Empire Dawn joined Convoy FN 486 off Spurn Head on 29 June. The convoy had departed from Southend that day and arrived at Methil on 30 June. She departed from Methil on 17 July, joining Convoy EC 46, which had departed from Southend on 15 July and arrived at the Clyde on 20 July. She left the convoy at Oban on 19 July, departing two days later to join Convoy OG 69, which departed from Milford Haven, Pembrokeshire on 19 July and arrived at Gibraltar on 1 August. Her cargo was described as "stores". Over the next four months, Empire Dawn sailed to Cape Town, South Africa, Aden, Suez, Egypt, Mombasa, Kenya, Dar es Salaam, Tanganyika and Beira, Mozambique before arriving back at Cape Town on 14 November. She departed the next day for Freetown, Sierra Leone, where she joined Convoy SL 94, which departed on 30 November and arrived at Liverpool on 20 December. Her cargo consisted of copper, sisal and tobacco.
Empire Dawn departed from Liverpool on 24 February 1942 for the Clyde, arriving the next day. She then joined Convoy ON 71, which departed from Liverpool on 26 February and arrived at dispersed at sea on 8 March. Again, her cargo was "stores". She arrived at Cape Town on 2 April. She departed Cape Town nine days later for Aden, arriving on 27 April and then departing two days later for Port Sudan, Sudan, where she arrived on 2 May. She departed from Port Sudan on 8 May for Suez, arriving on 11 May.

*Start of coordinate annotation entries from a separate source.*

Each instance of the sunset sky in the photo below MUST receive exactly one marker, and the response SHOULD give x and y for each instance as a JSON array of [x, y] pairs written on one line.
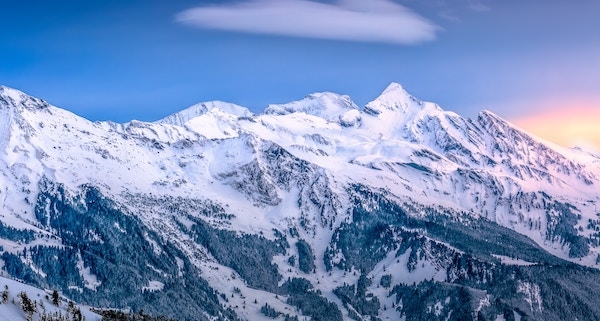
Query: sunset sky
[[533, 62]]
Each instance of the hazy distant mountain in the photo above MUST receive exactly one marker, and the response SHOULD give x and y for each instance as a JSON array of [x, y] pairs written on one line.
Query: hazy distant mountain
[[317, 208]]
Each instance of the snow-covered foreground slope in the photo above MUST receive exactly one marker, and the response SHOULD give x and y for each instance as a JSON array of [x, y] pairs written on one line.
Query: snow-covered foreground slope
[[12, 309], [293, 208]]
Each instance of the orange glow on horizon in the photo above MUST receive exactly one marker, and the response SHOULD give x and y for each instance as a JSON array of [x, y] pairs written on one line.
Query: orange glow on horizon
[[568, 127]]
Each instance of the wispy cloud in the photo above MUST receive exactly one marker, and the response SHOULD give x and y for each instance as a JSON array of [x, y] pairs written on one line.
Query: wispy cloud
[[351, 20]]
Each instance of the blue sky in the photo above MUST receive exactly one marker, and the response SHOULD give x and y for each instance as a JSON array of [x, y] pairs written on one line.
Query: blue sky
[[145, 59]]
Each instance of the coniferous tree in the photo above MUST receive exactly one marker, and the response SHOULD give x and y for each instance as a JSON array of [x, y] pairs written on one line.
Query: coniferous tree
[[27, 305], [55, 298], [5, 294]]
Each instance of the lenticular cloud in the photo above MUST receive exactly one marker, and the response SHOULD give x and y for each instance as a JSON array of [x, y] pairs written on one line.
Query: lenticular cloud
[[350, 20]]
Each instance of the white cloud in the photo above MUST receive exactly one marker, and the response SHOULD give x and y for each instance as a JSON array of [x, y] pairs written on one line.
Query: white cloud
[[350, 20]]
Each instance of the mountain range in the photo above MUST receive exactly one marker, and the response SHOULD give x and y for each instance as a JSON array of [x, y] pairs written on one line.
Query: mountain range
[[316, 209]]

Empire Dawn departed Suez on 14 August for Aden, arriving on 18 August and departing four days later for Durban, South Africa, where she arrived on 4 September. She departed the next day on what was to be her final voyage. She was in ballast, bound for Trinidad where she was to load bauxite and then sail to New York. On 11 September, Empire Dawn was attacked by the German raider Michel west of Cape Town, South Africa. Her position was 34°00′S 2°00′E. Although Empire Dawn indicated that she had surrendered, and the crew were abandoning ship, the shelling continued. She was sunk with the loss of 20 of her 41 crew. The survivors were rescued by Michel. They were transferred to Uckermark, and later Charlotte Schliemann which took them to Singapore, where they were handed over to the Japanese as prisoners of war. The continued shelling after the ship had surrendered was considered to be a war crime. Michel's captain Helmuth von Ruckteschell was found not guilty on this charge at his trial held at the Curio Haus in Hamburg, Allied-occupied Germany, from 5–21 May 1947. It was shown that the surrender was flashed in Morse Code by electric torch, the light from which was demonstrated in Court to be too weak to be seen in daylight and amongst the flashes of explosions. Von Ruckteschell was convicted on three other charges and sentenced to ten years' imprisonment, subsequently reduced to seven years. Von Ruckteschell died in prison on 24 June 1948. Those lost on Empire Dawn are commemorated on the Tower Hill Memorial in London.